Tremblay was dismayed by the most recent U.S. presidential election and she is even more dismayed by George W. Bush, "a guy who is willing to go digging in the pristine nature reserves for a little bit of oil that is not going to last very long while changing all the ecosystems."
"He really doesn't care what he screws up along the way," she says with great consternation in her voice, "and it's going to affect the Yukon in Canada as well where all the migrating caribou come from."
"My greatest concern is the political apathy," she adds, "and that scares me tremendously. If there is a time to be political it is now. The Republicans have spent a very long time to get to where they are now."
She also acknowledges that lesbian women have been around social and political causes for a very long time. Lesbians have been, in Tremblay's estimation, there for gender issues, race issues, health issues from AIDS to breast cancer, regardless of the demographic in concern.
On the Canadian political front, she believes, with a great deal of idealism, "that what the system really needs right now is a huge political clean-up. People are afraid of change; a clean up of the political arena would help people to do the real work that is necessary."

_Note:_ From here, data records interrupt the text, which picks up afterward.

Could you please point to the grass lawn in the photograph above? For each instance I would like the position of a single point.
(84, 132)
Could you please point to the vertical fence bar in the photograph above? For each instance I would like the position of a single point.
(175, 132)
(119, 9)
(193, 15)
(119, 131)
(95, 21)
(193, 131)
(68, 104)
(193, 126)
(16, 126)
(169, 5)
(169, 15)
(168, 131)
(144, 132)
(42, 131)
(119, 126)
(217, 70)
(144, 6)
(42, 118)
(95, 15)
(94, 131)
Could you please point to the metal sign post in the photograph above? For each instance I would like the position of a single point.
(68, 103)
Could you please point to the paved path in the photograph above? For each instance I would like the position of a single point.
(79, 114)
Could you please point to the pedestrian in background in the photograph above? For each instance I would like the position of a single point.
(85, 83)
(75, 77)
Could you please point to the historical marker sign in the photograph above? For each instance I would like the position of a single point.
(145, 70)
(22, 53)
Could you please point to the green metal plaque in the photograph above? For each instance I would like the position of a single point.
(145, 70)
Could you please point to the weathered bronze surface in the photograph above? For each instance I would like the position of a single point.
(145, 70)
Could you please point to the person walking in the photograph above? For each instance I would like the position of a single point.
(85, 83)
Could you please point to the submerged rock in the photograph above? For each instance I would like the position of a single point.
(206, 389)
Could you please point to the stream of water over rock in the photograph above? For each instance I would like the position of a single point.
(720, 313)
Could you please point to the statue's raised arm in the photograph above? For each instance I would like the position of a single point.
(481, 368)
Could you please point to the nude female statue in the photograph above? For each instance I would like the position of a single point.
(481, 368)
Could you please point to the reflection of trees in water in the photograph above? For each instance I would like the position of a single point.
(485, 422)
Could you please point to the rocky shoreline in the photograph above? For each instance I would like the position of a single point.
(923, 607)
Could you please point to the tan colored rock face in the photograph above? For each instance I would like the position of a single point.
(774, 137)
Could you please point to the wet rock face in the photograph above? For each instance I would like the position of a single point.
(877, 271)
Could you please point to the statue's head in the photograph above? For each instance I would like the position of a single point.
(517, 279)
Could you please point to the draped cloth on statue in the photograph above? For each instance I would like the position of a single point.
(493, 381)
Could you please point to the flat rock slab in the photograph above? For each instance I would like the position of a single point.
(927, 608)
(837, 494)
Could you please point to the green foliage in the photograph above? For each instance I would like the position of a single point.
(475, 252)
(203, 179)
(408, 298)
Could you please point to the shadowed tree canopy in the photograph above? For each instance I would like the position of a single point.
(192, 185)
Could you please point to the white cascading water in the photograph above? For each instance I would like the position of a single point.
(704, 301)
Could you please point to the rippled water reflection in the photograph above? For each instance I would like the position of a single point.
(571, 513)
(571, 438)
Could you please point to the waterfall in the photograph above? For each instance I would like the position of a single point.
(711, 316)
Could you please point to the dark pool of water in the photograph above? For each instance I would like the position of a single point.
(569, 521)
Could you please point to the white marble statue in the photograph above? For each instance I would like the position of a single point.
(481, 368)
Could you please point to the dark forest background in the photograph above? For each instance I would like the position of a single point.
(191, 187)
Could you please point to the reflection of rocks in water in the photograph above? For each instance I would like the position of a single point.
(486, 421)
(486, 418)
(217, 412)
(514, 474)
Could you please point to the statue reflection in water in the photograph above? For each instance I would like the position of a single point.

Tremblay's current plans include performing at the National Women's Music Festival, June 21 24 in Muncie, Indiana. “These are the groups that keep me alive," she says appreciatively. She's also working on Christmas songs for a holiday album she'd like to put out in the future. Her plans also include working on songs for children. "A lot of us are having children and so we need good children's songs."
During the first week of May, the FrankTremblay Safe Campus Scholarship began at Bridgewater State College in Massachusetts. The scholarship, "which is for GLBT students who lose emotional and financial support from their families when they come out," is named after the songwriter and openly gay U.S. Rep. Barney Frank of Massachusetts. Tremblay hopes that this unique scholarship will encourage other campuses to follow suit.
Whether as an independent musician or as a political activist, Tremblay seems to have a clarity of course and a perspicuity of political perspectives. She has a lot of love for her music and her ardent fans and her followers in turn have a lot of admiration for the artist and her work. She is as intelligent and articulate as she is passionate and emotional.
Tremblay's spirit, whether through her music or in person, is large, magnanimous and very comforting. If, as Shakespeare has said, "Music be the food of life," then Tremblay's songs are a luxurious banquet where love, life and longing abundantly overflow.